After this their acquaintance grew, and in time Carl developed a special interest in one of the young ladies, Agnes Molenda. The interest was mutual and this they managed to communicate to each other even though they didn't speak the same language. Carl was able to propose marriage, and she accepted.

Now they were faced with the problem of getting permission from her folks. Since the family lived beyond Circle and this was in the dead of winter, transportation was even more of a problem than communication had been.

After considerable counseling with his bride-to-be and her two sisters and her brother-in-law, they decided the safest and most comfortable solution was for them (the bride-to-be, sisters, and brother-in-law) to go in a sheep wagon while Carl went ahead on a saddle horse. There wasn't much of a trail between Glendive and Circle then and what trail there was was pretty well covered with snow. Carl decided to see if he could find a better route. The blowing snow was confusing and in the unfamiliar territory, Carl lost his way completely. He couldn't even find his way back to the trail he had left.

Darkness overtook him, and after what seemed an interminable interlude he saw a light. It was his only hope, and he headed for it. His knock on the door was answered by a rough-looking character who apparently had never shaved. Carl wondered if it had been a mistake to come here for help, but there was no turning back now so he mustered his courage to explain to the fellow that he was lost and would like to be directed to Circle, hastening to add that he would be glad to pay for the help.

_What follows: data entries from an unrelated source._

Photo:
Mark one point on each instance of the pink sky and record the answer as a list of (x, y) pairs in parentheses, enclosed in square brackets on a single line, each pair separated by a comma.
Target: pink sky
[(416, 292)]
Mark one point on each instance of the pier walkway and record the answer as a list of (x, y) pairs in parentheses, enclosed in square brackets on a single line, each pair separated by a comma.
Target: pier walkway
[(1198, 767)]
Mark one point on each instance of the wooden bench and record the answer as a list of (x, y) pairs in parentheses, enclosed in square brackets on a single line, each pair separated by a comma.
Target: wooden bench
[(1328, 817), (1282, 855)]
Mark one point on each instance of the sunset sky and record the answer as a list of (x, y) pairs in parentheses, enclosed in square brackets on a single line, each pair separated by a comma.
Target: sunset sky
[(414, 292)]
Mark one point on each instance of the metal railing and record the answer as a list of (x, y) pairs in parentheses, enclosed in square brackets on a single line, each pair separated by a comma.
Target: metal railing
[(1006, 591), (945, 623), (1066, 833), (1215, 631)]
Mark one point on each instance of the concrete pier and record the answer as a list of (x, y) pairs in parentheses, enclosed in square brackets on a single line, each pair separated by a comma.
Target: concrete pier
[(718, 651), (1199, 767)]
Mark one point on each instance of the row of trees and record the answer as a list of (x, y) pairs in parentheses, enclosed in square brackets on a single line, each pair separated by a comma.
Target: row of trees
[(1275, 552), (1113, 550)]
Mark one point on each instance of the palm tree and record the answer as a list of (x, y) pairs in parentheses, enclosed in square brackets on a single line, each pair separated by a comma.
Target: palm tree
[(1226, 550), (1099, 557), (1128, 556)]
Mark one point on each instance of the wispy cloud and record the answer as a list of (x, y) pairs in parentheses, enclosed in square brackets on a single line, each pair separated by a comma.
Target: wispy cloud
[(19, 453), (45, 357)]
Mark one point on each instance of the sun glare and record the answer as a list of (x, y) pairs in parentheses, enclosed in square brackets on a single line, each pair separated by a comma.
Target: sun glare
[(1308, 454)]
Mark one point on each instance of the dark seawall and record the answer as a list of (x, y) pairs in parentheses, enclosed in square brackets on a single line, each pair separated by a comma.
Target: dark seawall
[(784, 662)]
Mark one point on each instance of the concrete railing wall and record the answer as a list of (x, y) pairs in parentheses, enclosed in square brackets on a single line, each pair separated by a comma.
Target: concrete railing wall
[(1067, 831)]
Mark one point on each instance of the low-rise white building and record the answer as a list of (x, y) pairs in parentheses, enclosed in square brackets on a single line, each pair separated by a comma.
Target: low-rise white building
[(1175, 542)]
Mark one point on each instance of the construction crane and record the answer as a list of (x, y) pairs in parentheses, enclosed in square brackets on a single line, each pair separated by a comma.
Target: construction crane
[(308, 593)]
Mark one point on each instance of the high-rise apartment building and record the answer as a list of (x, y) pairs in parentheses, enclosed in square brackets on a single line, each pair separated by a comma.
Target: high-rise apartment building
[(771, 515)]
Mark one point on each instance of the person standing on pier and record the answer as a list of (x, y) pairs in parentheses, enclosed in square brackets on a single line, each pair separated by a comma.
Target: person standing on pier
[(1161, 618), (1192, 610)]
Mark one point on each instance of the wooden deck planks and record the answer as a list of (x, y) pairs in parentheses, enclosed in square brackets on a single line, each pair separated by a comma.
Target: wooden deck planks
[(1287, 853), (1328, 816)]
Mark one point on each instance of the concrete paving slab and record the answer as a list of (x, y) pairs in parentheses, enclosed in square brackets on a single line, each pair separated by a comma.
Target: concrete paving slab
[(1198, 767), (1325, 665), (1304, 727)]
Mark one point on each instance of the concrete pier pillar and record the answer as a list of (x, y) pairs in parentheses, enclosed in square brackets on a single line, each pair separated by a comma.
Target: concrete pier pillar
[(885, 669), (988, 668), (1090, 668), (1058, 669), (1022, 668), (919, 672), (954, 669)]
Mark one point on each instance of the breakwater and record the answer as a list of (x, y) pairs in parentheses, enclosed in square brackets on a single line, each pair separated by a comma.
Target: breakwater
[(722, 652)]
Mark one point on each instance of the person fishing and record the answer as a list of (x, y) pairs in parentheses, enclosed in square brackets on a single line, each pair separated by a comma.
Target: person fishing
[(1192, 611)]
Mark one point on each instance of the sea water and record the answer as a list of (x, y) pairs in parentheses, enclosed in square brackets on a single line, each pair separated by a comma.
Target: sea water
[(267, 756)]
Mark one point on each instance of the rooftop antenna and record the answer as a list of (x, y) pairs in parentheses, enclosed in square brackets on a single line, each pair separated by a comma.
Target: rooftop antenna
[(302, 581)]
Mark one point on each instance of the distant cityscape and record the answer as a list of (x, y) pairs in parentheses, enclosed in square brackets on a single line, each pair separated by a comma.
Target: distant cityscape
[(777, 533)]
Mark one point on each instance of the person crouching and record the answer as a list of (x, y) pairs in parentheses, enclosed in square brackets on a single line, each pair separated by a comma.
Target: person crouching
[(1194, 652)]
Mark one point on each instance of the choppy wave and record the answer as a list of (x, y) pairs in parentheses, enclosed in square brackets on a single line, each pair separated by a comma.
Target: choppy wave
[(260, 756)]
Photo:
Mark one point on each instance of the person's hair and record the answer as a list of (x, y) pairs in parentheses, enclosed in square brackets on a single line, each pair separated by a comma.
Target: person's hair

He was soon made to realize that his fears were groundless. The man not only showed him which way to go, but he saddled his own horse and rode with him about ten miles until they were back to the trail (the same trail that Carl had left in search of a better) and refused the offered pay. Carl finally caught up with the rest of his party in the sheepwagon and they continued on their way.

Mr. and Mrs. Molenda granted permission for the marriage, but then the party had to come back to Glendive before the young couple could get married. There was no church and not much of anything else in Circle in 1915 so the wedding took place in Glendive in the Catholic Church.

Marriage in no way diminished his enjoyment of a practical joke. One day as his wife was walking home from town (their shack was on what would now be Sargent Avenue) he saw her coming, and thinking to give her a little scare, he lay down in the road and started rolling around, groaning and hollering, making a great ado. Seeing the strange figure and hearing the weird noises, she didn't come close enough to see that it was her husband but turned instead and started to run back toward town. At that turn of events Carl stopped his acting and jumped to his feet, calling to her to come back, but she wouldn't even look back to assess the developments. She just kept running until she reached the safety of the populated main street. That was more scare than he had bargained for, but her brother proved he could out perform even that performance.

Carl happened to hear his wife ask her brother to go to the cellar to get some potatoes so, unknown to either of them, Carl slipped down through the trapdoor into the cellar before Joe got there. When Joe lifted the door and started to swing down into the cellar, Carl grabbed his legs. With a terrified shriek Joe jerked away, jumped back from that hole and took off, almost hysterical. That was far beyond the reaction Carl had anticipated, and he never tried a trick like that again.